Perkenalan kami pun dimulai, kami saling melempar
pertanyaan dan aku sesekali tertawa mendengar ceritanya. Ternyata dia mempunyai
hobi yang sama dengan kakaku, Ichiro. Mereka sama-sama menyukai layang-layang. Saat
mendengarkan ceritanya,aku bagaikan
dibawa ke kejadian 10 tahun silam. Dadaku mulai terasa sesak, dan air mata
mulai menetes mengenangnya. Ken bertanya padaku, dan aku membalasnya dengan
menceritakan kejadian yang membuatku trauma dengan layang-layang.

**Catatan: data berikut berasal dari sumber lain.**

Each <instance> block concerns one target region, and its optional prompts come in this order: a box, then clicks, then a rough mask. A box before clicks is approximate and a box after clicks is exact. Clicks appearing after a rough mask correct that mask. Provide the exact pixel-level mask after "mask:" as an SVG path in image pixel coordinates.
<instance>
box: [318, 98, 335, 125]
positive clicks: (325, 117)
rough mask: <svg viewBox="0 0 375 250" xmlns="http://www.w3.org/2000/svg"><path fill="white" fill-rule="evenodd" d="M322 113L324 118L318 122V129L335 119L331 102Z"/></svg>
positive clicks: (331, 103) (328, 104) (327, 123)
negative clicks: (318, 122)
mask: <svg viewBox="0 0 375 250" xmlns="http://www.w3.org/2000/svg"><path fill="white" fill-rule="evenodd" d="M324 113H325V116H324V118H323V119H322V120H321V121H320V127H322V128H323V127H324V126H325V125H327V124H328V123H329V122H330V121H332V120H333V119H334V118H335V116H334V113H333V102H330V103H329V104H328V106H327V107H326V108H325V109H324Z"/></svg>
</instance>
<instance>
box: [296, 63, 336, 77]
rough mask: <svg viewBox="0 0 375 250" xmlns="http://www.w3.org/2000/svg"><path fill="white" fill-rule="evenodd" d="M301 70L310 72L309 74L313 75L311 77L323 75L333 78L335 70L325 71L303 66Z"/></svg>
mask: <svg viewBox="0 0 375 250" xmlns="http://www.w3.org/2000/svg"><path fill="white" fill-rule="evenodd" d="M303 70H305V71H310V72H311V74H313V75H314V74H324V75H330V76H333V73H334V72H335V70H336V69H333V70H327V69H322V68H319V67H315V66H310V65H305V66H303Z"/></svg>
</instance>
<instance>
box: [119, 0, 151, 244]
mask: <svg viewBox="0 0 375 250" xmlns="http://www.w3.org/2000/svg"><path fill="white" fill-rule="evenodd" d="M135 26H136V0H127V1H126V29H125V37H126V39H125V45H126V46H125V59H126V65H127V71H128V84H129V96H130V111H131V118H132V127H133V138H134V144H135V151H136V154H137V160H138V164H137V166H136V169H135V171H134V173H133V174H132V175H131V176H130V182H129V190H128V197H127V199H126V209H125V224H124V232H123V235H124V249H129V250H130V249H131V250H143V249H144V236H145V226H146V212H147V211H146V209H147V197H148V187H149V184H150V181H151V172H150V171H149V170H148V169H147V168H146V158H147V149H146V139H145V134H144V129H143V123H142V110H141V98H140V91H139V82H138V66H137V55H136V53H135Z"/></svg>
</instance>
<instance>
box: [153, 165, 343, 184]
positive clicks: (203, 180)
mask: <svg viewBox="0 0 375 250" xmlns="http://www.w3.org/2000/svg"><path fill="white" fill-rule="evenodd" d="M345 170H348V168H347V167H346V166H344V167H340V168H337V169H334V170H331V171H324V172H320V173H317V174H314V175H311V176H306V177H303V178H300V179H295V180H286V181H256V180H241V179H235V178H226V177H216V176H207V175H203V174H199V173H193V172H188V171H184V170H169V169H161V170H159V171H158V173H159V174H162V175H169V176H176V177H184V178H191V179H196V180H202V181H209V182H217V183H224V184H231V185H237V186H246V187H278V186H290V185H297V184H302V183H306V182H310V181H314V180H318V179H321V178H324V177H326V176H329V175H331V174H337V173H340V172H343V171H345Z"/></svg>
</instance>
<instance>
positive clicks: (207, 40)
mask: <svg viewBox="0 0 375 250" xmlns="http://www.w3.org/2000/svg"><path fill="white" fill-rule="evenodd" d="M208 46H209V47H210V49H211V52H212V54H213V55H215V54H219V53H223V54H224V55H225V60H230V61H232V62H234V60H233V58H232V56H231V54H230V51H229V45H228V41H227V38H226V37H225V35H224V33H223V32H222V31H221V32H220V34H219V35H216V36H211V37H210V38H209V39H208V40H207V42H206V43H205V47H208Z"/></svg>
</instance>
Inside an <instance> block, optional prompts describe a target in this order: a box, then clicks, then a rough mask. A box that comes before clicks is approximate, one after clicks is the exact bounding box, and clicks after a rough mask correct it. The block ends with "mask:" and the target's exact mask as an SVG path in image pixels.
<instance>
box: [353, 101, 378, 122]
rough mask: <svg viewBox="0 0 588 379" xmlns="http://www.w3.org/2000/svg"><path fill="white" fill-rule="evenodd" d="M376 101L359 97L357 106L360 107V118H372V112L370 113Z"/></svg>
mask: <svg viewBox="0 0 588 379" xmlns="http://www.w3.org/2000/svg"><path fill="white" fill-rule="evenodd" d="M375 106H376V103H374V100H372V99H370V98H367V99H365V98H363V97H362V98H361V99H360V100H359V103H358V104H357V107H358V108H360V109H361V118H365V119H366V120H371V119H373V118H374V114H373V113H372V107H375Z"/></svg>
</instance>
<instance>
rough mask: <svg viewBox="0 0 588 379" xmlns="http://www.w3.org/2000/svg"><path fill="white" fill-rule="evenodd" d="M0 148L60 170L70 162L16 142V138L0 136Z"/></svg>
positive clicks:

“Bahkan, jika aku melihat layang-layang ingatanku akan
kejadian itu terus menghantui. Aku sering menyalahkan diriku sendiri karena
waktu itu aku mengajak Ichiro untuk bermain layang-layang di halaman depan. Aku
benar-benar merasa menyesal karena itu.” Lanjutku menceritakan hal yang
membuatku trauma sampai saat ini, sambil sesekali menyeka air mataku yang
mengalir dengan deras.
“Maaf ya Ri, aku gak tau kalau kamu trauma dengan
layang-layang. Hmm.. gini deh, boleh gak aku jadi teman kamu?” kata Ken.
“Ya bolehlah Ken, emang ada larangan gak boleh berteman
denganku gitu ya di depan sini.” Jawabku sambil menunjuk keningku. Dan dia
tertawa.
“Kalau boleh, mulai lusa aku akan mengajakmu bermain
layang-layang. Yah, siapa tau trauma kamu bisa hilang walaupun aku bukan dokter
terapist sih.” Candanya.
“Kamu ini, bisa aja bikin orang ketawa. Kamu serius
dengan tawaran kamu itu? Soalnya aku bener-bener trauma dengan itu. Melihatnya
aja aku sudah hampir pingsan, apalagi memegang ataupun menerbangkannya.”
Ujarku.
“Tenang, yang pasti kita bermain di tempat yang nyaman
kok bukan dihalaman depan yang dekat jalan raya.”sindirnya sembari tertawa
kecil.
“Ya ya ya ya, boleh deh. Siapa tau dengan tawaran itu
traumaku perlahan akan menghilang.” Akupun meng“iya”kan tawaran dari Ken.
Tak terasa waktu sudah menunjukkan pukul 2 siang. Ken
memohon diri untuk pulang, and once again I say thank you to him. Dia
membalasnya dengan senyuman juga melarangku untuk mengantarkan sampai depan
pintu karena keadaanku yang belum stabil. Diapun berlalu, kulihat dia sampai
pintu tertutup. Dapat kudengar mobilnya sudah meninggalkan bangunan ini.
Aku merebahkan tubuhku disofa. Ichiro, apa maksud dari
mimpi itu ini? Mimpi yang sama dengan kejadian 10 tahun silam, yang masih saja
membuatku trauma sampai saat ini. Mimpi yang mengisyaratkan aku akan bertemu
dengan seseorang yang sehobi denganmu, dan mungkin dia akan membantuku untuk
kembali suka dengan layang-layang sepertimu? Aku merindukanmu, Ichiro. Aku
rindu saat-saat bermain layang-layang denganmu. Semoga saja Ken bisa membuat
traumaku hilang sehingga aku bisa bermain layang-layang lagi seperti dulu lagi.